By Chidiebere Aguziendu & SatyaLakshmi Settem
Boko Haram insurgency began in 2015 in the border region of Diffa. Though the attacks decreased in 2017 and 2018, the end of 2018 and 2019 saw an increase in violent attacks in the region. It has led to the death of many civilians and displacements of about 18,000 people in March 2019. Diffa city currently has over 300,000 displaced persons and refugees. The attack has led to the closure of schools, and children are at risk of being exploited, kidnapped, or recruited into the armed group. Girls are at risk of being forced into early marriage. Children who are displaced by conflict repeatedly are prone to trauma, anxiety, or depression.
The impact of the attacks extends far beyond education, affecting every aspect of life in the region. The increase in the number of IDPs and refugees has put a strain on the availability of food, healthcare, WASH facilities, and shelter. It has led to overcrowding in camps and host communities, thereby increasing the spread of diseases. Most of the households lack access to clean water. The available water point is located at a far distance, thereby exposing women and girls to violent attacks such as rape, kidnapping, and abuse.
Humanitarian aid in the areas of health facilities, clothing, a makeshift shelter, and water must be available to the host communities.
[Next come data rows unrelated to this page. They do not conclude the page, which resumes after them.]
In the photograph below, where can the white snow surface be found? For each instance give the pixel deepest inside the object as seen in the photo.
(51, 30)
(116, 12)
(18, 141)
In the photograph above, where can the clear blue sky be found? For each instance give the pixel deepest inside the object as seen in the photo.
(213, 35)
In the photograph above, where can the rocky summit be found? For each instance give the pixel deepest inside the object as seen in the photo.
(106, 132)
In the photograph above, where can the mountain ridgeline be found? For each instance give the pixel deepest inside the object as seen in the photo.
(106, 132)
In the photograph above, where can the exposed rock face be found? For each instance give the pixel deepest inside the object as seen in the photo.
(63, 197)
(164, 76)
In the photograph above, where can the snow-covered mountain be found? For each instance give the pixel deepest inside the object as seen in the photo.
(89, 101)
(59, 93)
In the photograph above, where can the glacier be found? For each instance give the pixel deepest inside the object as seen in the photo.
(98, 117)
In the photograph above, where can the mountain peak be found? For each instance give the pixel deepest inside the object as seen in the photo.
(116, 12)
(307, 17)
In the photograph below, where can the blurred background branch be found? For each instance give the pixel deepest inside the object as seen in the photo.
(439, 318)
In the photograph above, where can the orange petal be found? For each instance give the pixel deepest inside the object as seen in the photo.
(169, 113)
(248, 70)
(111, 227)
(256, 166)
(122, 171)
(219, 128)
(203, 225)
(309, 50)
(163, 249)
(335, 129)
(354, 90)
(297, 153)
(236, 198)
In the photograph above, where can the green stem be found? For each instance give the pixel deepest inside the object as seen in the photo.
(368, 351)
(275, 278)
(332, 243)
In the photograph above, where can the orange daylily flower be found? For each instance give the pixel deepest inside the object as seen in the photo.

On 19th February 2020, UNICEF released a statement indicating that roughly three million people in Niger are in urgent need of aid. Alarmingly, more than half of those requiring this humanitarian assistance are children.
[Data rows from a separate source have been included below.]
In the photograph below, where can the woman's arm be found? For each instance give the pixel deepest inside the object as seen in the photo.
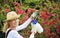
(25, 24)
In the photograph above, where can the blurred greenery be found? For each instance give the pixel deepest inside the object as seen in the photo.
(25, 4)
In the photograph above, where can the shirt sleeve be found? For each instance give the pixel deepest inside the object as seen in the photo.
(24, 25)
(14, 34)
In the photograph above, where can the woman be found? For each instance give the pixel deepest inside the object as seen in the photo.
(11, 25)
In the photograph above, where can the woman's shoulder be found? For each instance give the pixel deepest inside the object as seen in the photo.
(11, 31)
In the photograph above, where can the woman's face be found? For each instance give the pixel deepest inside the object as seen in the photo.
(14, 23)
One of the biggest drivers of this increased need for aid is the significant increase in terrorist attacks against civilians and the military in Niger that has occurred, in recent months. According to the UNICEF report, attacks against civilians in the Lake Chad region have kept nearly 263,000 people in Diffa from returning to their homes in Nigeria.
Nearly 1.4 million children were displaced in Nigeria and neighboring countries, due to the violence carried out by Boko Haram (an Islamist militant group). UNICEF’s Regional Director – for West and Central Africa, Mr.Manuel Fontaine, pointed out the tragedy thusly, “’ Each of these children running for their lives is a childhood cut short… It’s truly alarming to see that children and women continue to be killed, abducted and used to carry bombs.’”
Along with the government leaders and other NGOs in Nigeria, Chad, Cameroon, and Niger, UNICEF is expanding efforts to assist thousands of children and their families in these terror-struck regions. They are hard at work providing access to safe water, education, counseling, vaccination, and treatment for acute malnutrition. Despite these expanded programs, the increasing number of refugees and the limited resources available have put a tremendous strain on organizations seeking to provide life-saving assistance to these refugees. With the added challenge of COVID-19, the need for aid is more urgent than ever.